Веселкова умолкла, терпеливо пережидая вспышку гнева. Презрительно покосилась на испуганно втянувшую голову в плечи подругу. Потом добавила:
— Поосторожней со словами, господин хантер. На вашем месте любой другой давно бы понял, как нужно разговаривать. Вы же продолжаете играть в солдатика. Не превращайтесь из хорошего хантера в плохого преступника.
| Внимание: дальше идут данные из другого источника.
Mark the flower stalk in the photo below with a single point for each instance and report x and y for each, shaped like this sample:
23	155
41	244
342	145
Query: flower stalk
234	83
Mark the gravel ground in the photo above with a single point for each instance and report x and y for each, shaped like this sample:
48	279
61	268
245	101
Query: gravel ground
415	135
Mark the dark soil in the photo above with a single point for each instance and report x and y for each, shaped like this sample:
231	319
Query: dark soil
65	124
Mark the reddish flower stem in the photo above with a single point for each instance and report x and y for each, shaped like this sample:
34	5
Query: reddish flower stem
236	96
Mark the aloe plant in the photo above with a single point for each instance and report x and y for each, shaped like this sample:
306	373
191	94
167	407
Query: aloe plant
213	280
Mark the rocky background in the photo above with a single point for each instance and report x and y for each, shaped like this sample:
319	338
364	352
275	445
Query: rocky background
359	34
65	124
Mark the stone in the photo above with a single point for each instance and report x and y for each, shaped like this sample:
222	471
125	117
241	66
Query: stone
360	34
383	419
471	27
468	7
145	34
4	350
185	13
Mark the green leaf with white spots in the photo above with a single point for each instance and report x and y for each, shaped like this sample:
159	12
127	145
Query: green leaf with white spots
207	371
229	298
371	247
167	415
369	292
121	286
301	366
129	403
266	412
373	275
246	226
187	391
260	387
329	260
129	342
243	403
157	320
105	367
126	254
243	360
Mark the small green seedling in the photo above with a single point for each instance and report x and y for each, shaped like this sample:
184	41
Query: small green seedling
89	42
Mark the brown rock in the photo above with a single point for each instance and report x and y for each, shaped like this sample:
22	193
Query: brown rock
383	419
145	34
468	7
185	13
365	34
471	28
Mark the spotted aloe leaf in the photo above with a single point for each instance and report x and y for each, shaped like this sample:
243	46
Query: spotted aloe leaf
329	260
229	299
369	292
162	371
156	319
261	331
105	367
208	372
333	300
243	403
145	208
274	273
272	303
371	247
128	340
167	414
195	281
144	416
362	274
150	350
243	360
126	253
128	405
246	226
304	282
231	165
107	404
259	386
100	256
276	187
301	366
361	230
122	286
Совет целесообразный, но меня уже понесло. Я не собирался терпеть то, как мою супругу водят за нос и настраивают против меня, пользуясь болезнью.
— Кто взял на себя право разбираться в моей семейной жизни?! — зло бросил я. — Принуждение к сексуальным действиям собственной супруги?! Хранительница, вам самой не смешно?
Веселкова являла собой образец спокойствия и невозмутимости.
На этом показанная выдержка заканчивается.